Over at A Shepherd’s Post, Fr. David Barnes highlights what I think is a real temptation in pastoral planning, the error of adopting what he calls a “corporate” approach. By this, I think he means, a focus on structural organization and programs that neglects the fundamental, personal aspects of evangelization and discipleship. A “corporate” approach might also include an intense focus on metrics that are not in line with the process of discipleship (e.g. tracking activity levels of parishioners vs. actual signs of growth).

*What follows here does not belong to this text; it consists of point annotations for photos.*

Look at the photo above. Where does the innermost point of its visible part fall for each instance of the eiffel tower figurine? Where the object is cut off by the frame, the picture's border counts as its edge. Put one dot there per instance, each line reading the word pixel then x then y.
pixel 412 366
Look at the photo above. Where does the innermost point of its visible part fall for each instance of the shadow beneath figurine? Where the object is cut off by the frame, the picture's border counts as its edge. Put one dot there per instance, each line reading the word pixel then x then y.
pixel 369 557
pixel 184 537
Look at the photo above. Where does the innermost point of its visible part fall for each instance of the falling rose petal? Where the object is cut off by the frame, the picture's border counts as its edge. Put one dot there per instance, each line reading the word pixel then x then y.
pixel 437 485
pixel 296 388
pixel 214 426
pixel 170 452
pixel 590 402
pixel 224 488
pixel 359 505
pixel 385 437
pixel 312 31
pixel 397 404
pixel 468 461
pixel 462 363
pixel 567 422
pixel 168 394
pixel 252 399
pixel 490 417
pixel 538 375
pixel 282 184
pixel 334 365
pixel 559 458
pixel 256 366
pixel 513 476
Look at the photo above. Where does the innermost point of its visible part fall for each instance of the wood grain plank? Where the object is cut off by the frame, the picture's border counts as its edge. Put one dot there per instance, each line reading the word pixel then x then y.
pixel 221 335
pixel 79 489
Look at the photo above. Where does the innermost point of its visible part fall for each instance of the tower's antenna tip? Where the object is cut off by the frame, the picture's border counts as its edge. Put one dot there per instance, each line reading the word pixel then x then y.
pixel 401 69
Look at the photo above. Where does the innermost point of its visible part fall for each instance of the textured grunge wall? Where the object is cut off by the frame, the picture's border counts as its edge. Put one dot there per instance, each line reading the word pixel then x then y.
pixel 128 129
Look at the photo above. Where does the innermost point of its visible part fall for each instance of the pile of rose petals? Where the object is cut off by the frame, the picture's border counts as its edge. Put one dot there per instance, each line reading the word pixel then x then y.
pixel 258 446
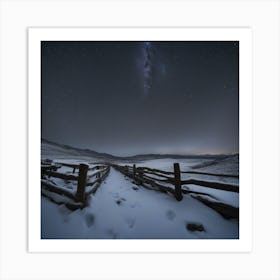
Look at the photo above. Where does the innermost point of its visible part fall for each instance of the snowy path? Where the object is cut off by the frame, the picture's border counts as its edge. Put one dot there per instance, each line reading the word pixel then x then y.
pixel 120 209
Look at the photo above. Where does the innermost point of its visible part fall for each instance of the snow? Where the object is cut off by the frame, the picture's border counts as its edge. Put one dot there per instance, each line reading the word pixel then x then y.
pixel 120 209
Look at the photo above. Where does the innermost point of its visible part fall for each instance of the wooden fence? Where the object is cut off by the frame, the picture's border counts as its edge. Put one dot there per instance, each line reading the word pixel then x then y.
pixel 161 180
pixel 86 184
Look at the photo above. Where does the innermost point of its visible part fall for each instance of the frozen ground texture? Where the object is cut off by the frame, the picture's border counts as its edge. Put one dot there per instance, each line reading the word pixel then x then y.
pixel 120 209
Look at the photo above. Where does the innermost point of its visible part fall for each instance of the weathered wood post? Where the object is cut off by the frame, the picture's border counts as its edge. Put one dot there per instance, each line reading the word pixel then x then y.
pixel 82 180
pixel 177 179
pixel 134 171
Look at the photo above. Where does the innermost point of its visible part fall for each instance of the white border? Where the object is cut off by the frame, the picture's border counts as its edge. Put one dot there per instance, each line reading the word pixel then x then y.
pixel 243 35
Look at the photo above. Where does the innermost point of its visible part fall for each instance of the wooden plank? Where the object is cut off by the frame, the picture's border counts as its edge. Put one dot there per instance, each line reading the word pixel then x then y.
pixel 51 187
pixel 177 182
pixel 60 175
pixel 210 174
pixel 227 211
pixel 82 180
pixel 156 170
pixel 212 185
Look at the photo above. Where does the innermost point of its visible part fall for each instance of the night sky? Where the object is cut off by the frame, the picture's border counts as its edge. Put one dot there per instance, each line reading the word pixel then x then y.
pixel 128 98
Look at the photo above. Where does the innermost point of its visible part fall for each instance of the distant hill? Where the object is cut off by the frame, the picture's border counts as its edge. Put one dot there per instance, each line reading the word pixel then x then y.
pixel 50 149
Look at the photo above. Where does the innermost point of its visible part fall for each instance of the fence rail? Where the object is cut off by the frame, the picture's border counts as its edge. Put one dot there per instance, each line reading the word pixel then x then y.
pixel 161 180
pixel 86 184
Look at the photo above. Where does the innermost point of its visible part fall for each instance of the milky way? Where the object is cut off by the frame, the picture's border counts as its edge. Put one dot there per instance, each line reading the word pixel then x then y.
pixel 148 53
pixel 136 97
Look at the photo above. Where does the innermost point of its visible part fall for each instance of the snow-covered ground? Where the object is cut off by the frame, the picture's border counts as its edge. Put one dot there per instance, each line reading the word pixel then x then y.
pixel 120 209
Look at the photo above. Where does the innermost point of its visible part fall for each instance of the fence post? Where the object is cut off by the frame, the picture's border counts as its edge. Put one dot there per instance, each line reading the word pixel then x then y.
pixel 134 171
pixel 82 180
pixel 177 179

However, strategic planning is extremely important. We can’t shy away from it, just because there are ways of erring. Here’s why: certain conditions help cultivate the settings where personal discipling and sharing the Gospel can take place on a regular, ordinary basis. Having a good process and conditions that set the stage for evangelization and discipleship can be thought of as an invisible program, there’s no specific name, but there is a strategic and plan for making every condition right to foster spiritual growth in the parish.
One of the best books for grounding pastoral planning in this way is Simple Church: Returning to God’s Process for Making Disciples by Eric Geiger and Thom Rainer. They explore this basic observation:
The healthiest churches in America tended to have a simple process for making disciples. They had clarity about the process. They moved Christians intentionally through the process. They were focused on the elements of the process. And they aligned their entire congregation to this process (ix).
Now, simple does not preclude pastoral planning. Strategy and leadership come in because, “simple church design” does not imply easy. “Simple is basic, uncomplicated, and fundamental. Easy is effortless.” A simple process is not easy to implement or maintain. Leadership is challenging, but the strategy doesn’t need to be complex.
Rainer and Geiger come up with this basic definition of a “simple church”:
A simple church is designed around a straightforward and strategic process that moves people through the stages of spiritual growth. The leadership and the church are clear about the process (clarity) and are committed to executing it. The process flows logically (movement) and is implemented in each area of the church (alignment). The church abandons everything that is not in the process (focus).
This is allows pastoral planning to all about discipleship. It focuses on spiritual growth, rather than a plethora of programs. When applied correctly, it makes it easy for the personal encounters Fr. Barnes highlights to happen, and sets the conditions for them to happen more and more frequently. For example, the Evangelical Catholic ministry incorporates the principles of clarity, alignment, movement, and focus into its strategic planning (here’s a recorded webinar on the topic from EC).
If you’re struggling with how to be strategic and plan, without becoming too “corporate” (as Fr. Barnes describes), I highly recommend you give Simple Church a read and examine how it might apply to your Catholic ministry setting. Simple Church is a short read and it won’t give you answers (especially for a Catholic parish), but it’s thought-provoking, and a valuable check to keep any parish council or ministerial staff centered on the real purpose of planing.